Building on groundbreaking research in gene therapy released by UC Berkeley scientists, Bay Area researchers will work to push the boundaries of genetic engineering in a new collaboration between UC Berkeley and UCSF.
Led by Jennifer Doudna, a campus professor of chemistry and molecular and cell biology, the Innovative Genomics Initiative — the first of its kind — will help researchers develop projects that explore disease-related genes in cells using cutting-edge genome-editing techniques. Uniting the strengths of both UC Berkeley and UCSF, the initiative will serve as a common ground for researchers, allowing them to pool together their resources and build upon one another’s research.
“It is an opportunity to pull together the unprecedented expertise in the Bay Area to do science at a level that any academic lab cannot do on its own,” Doudna said, adding that besides uniting the two universities, the initiative will also harness the specializations of commercial labs.
Funded by the Li Ka Shing Foundation through a $10 million gift, the initiative is currently in the process of hiring researchers and is expected to be fully operational by this summer.

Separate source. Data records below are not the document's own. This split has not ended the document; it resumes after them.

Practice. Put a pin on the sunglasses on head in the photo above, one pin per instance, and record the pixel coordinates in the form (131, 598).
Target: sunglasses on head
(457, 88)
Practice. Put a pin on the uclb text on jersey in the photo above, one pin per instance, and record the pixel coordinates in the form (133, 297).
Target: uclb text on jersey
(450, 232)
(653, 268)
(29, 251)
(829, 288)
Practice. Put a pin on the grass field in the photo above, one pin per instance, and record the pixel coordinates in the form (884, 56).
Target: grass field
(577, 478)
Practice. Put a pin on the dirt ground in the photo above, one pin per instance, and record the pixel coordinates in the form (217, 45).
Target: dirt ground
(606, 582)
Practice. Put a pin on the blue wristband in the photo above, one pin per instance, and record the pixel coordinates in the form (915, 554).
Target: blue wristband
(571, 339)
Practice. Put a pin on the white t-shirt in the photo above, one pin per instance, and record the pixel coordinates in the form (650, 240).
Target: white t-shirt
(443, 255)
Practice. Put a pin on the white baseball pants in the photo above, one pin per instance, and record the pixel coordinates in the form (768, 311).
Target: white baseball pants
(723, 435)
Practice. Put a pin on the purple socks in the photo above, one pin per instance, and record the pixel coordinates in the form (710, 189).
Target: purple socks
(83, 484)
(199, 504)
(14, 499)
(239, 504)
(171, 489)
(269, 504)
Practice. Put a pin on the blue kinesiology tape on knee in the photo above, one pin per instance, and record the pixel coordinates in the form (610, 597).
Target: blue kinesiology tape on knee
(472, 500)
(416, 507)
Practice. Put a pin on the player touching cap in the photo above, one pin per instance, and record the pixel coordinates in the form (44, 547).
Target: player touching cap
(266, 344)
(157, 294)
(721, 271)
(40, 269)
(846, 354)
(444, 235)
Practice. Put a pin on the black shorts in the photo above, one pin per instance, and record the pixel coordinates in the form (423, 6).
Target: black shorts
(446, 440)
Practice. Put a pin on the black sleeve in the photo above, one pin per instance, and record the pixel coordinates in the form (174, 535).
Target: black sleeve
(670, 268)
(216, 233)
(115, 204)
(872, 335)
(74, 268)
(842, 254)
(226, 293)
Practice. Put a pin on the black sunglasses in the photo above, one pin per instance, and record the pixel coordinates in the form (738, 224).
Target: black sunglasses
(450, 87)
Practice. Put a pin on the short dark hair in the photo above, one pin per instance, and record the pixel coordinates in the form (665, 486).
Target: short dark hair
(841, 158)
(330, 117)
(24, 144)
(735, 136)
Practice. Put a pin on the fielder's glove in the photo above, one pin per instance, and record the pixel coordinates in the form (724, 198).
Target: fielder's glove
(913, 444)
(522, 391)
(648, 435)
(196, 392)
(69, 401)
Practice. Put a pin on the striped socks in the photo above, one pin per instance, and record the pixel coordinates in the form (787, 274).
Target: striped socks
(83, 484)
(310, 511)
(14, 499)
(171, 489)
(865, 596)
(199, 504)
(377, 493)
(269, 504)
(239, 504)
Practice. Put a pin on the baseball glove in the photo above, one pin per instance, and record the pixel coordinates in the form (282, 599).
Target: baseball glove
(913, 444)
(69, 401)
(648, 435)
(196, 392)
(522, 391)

The UC Berkeley portion of the IGI will be housed in the Li Ka Shing Center for Genomic Engineering on campus, and the UCSF portion of the IGI will be housed in Mission Bay.
The initiative grew out of Doudna’s research on RNA, where she discovered an enzyme called Cas9, a programmable DNA enzyme that can edit a DNA sequence in a diseased cell by removing mutated genetic information. Last month, Doudna was awarded the Lurie Prize in Biomedical Sciences for demystifying RNA’s role in gene therapy.

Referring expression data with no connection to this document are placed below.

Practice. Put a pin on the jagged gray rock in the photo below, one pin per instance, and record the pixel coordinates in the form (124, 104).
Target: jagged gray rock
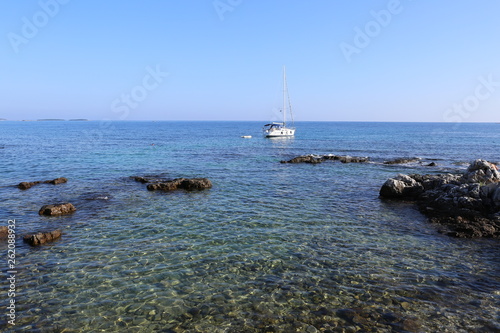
(57, 209)
(467, 204)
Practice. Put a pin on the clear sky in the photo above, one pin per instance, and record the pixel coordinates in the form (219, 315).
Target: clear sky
(407, 60)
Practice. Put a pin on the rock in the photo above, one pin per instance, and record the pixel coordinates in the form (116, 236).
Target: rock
(195, 184)
(57, 209)
(403, 160)
(466, 205)
(402, 186)
(27, 185)
(42, 237)
(318, 159)
(481, 171)
(304, 159)
(350, 159)
(189, 184)
(57, 181)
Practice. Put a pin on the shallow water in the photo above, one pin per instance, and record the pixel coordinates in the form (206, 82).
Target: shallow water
(271, 247)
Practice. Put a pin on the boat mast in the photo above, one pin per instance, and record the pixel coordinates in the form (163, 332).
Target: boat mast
(284, 96)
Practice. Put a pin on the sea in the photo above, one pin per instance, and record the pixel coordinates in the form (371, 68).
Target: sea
(271, 247)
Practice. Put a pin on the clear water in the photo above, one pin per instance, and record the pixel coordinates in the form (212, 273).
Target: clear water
(271, 247)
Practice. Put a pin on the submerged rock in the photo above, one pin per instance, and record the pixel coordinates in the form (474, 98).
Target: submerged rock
(57, 209)
(312, 159)
(304, 159)
(42, 237)
(189, 184)
(466, 205)
(27, 185)
(403, 160)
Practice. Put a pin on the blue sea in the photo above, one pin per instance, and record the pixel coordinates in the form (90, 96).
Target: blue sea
(270, 247)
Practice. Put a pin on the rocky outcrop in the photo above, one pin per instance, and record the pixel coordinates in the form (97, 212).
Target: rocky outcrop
(57, 209)
(403, 160)
(466, 205)
(189, 184)
(42, 237)
(27, 185)
(315, 159)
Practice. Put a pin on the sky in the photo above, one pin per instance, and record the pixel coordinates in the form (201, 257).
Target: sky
(391, 60)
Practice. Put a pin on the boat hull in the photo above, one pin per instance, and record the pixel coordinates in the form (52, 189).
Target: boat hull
(282, 132)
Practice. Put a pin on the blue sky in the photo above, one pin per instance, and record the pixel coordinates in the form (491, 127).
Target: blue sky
(407, 60)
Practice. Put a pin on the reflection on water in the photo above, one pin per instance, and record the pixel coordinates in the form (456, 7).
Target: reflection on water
(271, 247)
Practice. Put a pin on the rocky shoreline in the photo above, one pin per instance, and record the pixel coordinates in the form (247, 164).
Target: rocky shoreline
(60, 209)
(463, 205)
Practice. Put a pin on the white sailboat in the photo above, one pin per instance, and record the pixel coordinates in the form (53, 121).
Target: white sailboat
(280, 129)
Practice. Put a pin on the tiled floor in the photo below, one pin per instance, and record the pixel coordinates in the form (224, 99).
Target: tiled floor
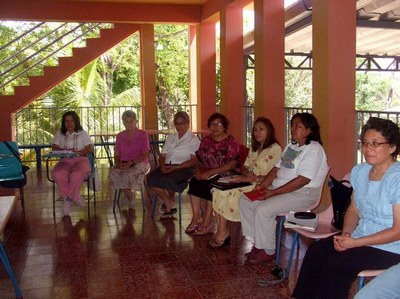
(123, 255)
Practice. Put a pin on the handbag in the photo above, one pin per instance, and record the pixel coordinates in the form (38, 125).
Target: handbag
(341, 192)
(12, 169)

“Genome-editing holds the eventual promise of being able to cure these (genetic) diseases, instead of just treating the symptoms,” said IGI’s scientific director Jacob Corn, a scientist at the biotech company Genentech.

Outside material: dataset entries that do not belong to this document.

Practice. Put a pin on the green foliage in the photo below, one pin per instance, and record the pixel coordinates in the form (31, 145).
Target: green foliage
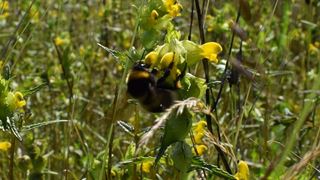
(65, 112)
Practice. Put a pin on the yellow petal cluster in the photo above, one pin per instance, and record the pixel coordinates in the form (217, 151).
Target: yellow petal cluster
(15, 100)
(151, 58)
(173, 7)
(146, 166)
(243, 171)
(59, 41)
(5, 145)
(199, 132)
(210, 51)
(4, 7)
(166, 60)
(154, 16)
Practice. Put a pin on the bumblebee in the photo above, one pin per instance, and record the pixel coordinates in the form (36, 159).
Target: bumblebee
(154, 93)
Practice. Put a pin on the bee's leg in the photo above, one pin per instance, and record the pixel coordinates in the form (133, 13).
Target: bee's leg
(183, 73)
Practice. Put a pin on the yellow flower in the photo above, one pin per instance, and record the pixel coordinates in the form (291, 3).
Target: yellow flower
(243, 171)
(166, 60)
(154, 16)
(4, 15)
(200, 126)
(172, 7)
(313, 49)
(146, 166)
(15, 100)
(101, 11)
(198, 138)
(151, 58)
(59, 41)
(4, 5)
(201, 149)
(210, 51)
(5, 145)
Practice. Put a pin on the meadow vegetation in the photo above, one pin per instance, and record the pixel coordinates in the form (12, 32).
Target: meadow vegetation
(246, 71)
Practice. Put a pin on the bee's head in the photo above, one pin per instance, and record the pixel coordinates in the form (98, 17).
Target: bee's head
(140, 81)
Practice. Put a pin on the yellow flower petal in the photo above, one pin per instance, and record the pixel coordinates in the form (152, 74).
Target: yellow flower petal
(20, 102)
(5, 145)
(172, 7)
(4, 5)
(198, 138)
(200, 126)
(210, 51)
(243, 171)
(201, 149)
(146, 166)
(154, 15)
(166, 60)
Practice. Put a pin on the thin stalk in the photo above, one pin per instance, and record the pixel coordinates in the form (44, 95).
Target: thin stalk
(206, 71)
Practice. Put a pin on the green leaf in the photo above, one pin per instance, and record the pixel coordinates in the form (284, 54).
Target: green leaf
(198, 163)
(193, 52)
(192, 87)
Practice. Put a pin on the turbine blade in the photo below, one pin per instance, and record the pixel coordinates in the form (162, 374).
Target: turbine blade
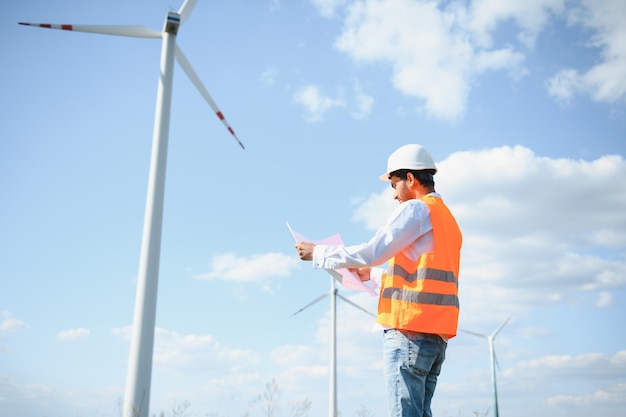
(356, 305)
(186, 9)
(186, 66)
(474, 334)
(500, 328)
(118, 30)
(321, 297)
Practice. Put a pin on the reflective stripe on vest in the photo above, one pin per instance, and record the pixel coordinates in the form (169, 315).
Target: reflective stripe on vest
(422, 295)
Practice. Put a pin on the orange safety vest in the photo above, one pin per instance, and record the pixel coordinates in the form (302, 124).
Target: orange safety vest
(422, 296)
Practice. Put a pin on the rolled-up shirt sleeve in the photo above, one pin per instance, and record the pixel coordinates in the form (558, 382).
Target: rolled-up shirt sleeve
(408, 223)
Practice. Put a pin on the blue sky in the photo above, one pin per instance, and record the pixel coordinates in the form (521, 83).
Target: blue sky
(522, 104)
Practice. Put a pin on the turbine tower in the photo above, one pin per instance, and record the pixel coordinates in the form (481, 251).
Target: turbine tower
(138, 379)
(493, 360)
(333, 293)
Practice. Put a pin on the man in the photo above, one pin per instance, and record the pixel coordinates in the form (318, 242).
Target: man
(418, 304)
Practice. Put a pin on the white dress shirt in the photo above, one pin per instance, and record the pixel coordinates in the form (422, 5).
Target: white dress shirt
(408, 230)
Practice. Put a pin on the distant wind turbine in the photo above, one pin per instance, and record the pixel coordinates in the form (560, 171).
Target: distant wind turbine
(333, 293)
(137, 396)
(493, 360)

By studying cancer cells, researchers hope to better understand which genes could be possible targets for small-molecule drugs.
For example, researchers participating in the initiative would be able to examine the genetic mutations that cause genetic disorders, such as inherited blindness. By looking at the DNA sequences of these diseased cells, researchers could then pinpoint where mutations lie in the genome sequences and further study where drugs could go to undo these mutations.
With genome-editing emerging as a rapidly growing field in biomedical science, the IGI will also work to serve as a community where researchers can stay on the cutting edge of new developments in the field of genetic engineering, such as new methods of genome-editing.
“Clinical trials using gene therapy to treat inherited blindness are already showing promise, giving me hope that some genetic diseases could one day be distant memories,” Corn said.